Today we're introducing our latest module designed specifically to combat high-frequency scalping strategies that can harm broker profitability. This powerful addition to the VELES platform provides unprecedented visibility into micro-timeframe trading patterns.
Understanding the Scalping Challenge
Scalping, particularly on M1 and M5 timeframes, poses unique challenges for brokers. These ultra-short-term strategies can exploit pricing inefficiencies, increase operational costs, and impact liquidity management.
How Our Detection Works
Our scalping detection module employs sophisticated algorithms that analyze:
- Trade frequency and duration patterns
- Average holding times across different instruments
- Profit/loss distributions on micro-timeframes
- Order flow toxicity indicators
Real-Time Analysis
The system processes every trade within milliseconds, building comprehensive client profiles that identify scalping behaviors instantly.
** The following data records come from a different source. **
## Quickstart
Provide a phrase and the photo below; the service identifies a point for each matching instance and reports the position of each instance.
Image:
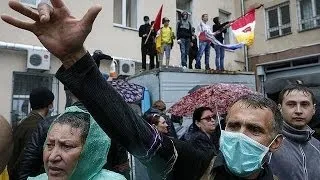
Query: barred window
(309, 14)
(278, 20)
(125, 13)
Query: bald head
(6, 142)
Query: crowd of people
(255, 139)
(158, 44)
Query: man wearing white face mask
(41, 101)
(252, 128)
(299, 156)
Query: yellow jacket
(159, 40)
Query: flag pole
(149, 34)
(226, 26)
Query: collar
(296, 134)
(35, 114)
(219, 166)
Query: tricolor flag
(243, 28)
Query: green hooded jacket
(93, 156)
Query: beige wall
(121, 42)
(297, 39)
(11, 61)
(116, 41)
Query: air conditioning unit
(38, 59)
(126, 67)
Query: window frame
(124, 17)
(314, 18)
(229, 28)
(280, 26)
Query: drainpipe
(20, 47)
(245, 49)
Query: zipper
(304, 163)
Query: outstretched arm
(63, 35)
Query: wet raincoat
(93, 156)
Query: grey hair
(76, 120)
(259, 101)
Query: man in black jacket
(193, 51)
(184, 35)
(219, 50)
(146, 47)
(252, 120)
(32, 162)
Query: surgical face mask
(243, 155)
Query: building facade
(285, 29)
(115, 32)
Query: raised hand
(62, 34)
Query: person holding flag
(219, 49)
(184, 34)
(164, 42)
(204, 42)
(145, 43)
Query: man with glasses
(201, 132)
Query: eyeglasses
(209, 118)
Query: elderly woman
(76, 148)
(201, 132)
(158, 122)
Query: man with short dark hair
(204, 42)
(41, 101)
(219, 49)
(252, 124)
(184, 34)
(299, 155)
(146, 47)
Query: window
(23, 83)
(125, 13)
(224, 16)
(278, 20)
(309, 14)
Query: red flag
(157, 21)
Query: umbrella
(130, 92)
(217, 96)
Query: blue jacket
(298, 157)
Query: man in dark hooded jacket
(184, 34)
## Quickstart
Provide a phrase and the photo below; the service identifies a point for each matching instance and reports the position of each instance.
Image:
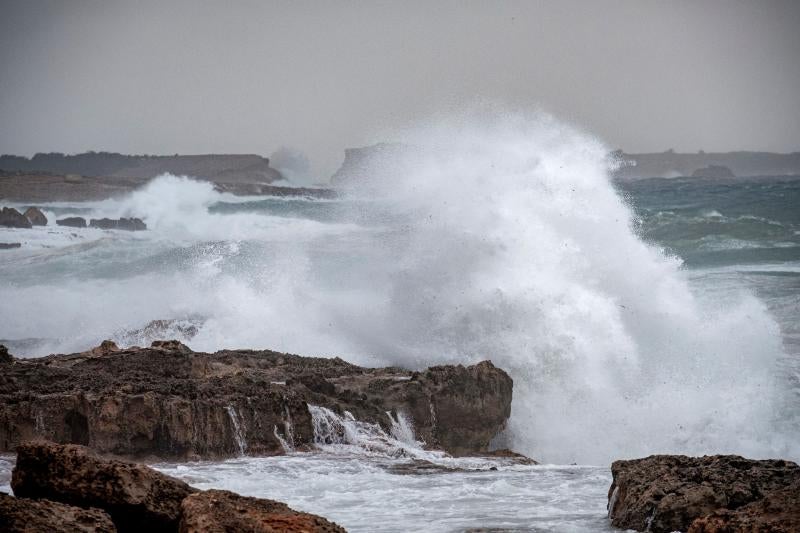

Key metrics tracked include:
- Percentage of trades closed within 60 seconds
- M1/M5 timeframe activity concentration
- Average pip targets and stop losses
- Trading session patterns
Customizable Response Actions
Once scalping activity is detected, brokers can configure automated responses:
- Dynamic spread adjustments
- Execution delay implementation
- Account flagging for manual review
- Graduated warning systems
Integration and Setup
The scalping detection module integrates seamlessly with existing VELES installations. Setup takes less than 30 minutes with our guided configuration wizard. The module supports MT4, MT5, cTrader, and proprietary platforms.
Early Results
Beta testing partners have reported significant improvements in their operations, with average reductions in scalping-related costs of 65% within the first month of deployment.